The Strange Case of Dr Jekyll and Mr Hyde review – menace on Edinburgh’s mean streets

Hope Dickson Leach’s atmospheric adaptation of the classic thriller looks good but in rewriting the story, adds an unnecessary element of distraction
  
  

Henry Pettigrew as Dr Jekyll and Lorn Macdonald as Utterson in The Strange Case of Dr Jekyll and Mr Hyde.
Noirish … Henry Pettigrew as Dr Jekyll and Lorn Macdonald as Utterson in The Strange Case of Dr Jekyll and Mr Hyde. Photograph: Henry Home

This atmospheric black and white adaptation of Robert Louis Stevenson’s gothic classic from Hope Dickson Leach, the director of The Levelling, opens with a tremendous shiver of menace. In the dead of night, as an eerily inhuman singsong echoes on the soundtrack, a little girl walks along an alleyway. Something steps out of the shadows. From behind, it appears to be a man, a gentleman – in a top hat and exquisitely tailored shirt. But the way it moves, gliding like a predator towards the girl, is hardly human; then it savages her with the rotting teeth of an animal. Perhaps nothing else that follows quite lives up to this taste of evil.

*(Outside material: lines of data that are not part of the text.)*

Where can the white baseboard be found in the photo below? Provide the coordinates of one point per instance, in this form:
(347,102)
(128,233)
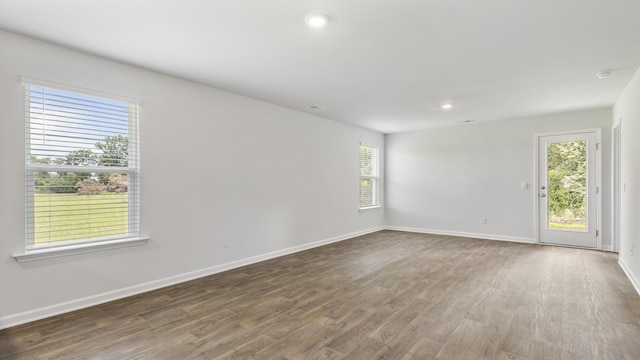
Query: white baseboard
(65,307)
(463,234)
(634,280)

Dickson Leach’s film adds to the pile of 120-plus screen versions of Jekyll and Hyde. This one started out last year as a “hybrid-production” staged in an Edinburgh theatre: for three nights, audiences sat in front of a screen watching a live stream of actors performing scenes on sets around the theatre. That footage has been edited – with added effects – to make this film. And it really does feel like a feature film (rather than filmed theatre): stylishly shot with a noirish feel, velvety rich black and white cinematography, camera furtively lurking in the shadows.

Dickson Leach switches the action from London to the book’s spiritual home of Edinburgh, where scrupulous lawyer Utterson (Lorn Macdonald) is worried about his old friend, the charismatic Dr Henry Jekyll (Henry Pettigrew). Why has Jekyll changed his will to make a mysterious thug, Edward Hyde, his beneficiary?

The gay subtext of the book is more apparent here. Utterson and Jekyll were clearly at one time in a relationship. Now Utterson fears that his ex lover is being blackmailed by Hyde – and Jekyll stokes the torment on his jealousy. Dickson Leach’s script, co-written with Vlad Butucea, rewrites the novella to show us the dark side of Utterson – and the city of Edinburgh too. To be honest, though, it’s not entirely clear if this adds anything to the story; at times it feels like an exasperating, unnecessary distraction.

• The Strange Case of Dr Jekyll and Mr Hyde is in UK cinemas from 7 October and from 30 October on Sky Arts.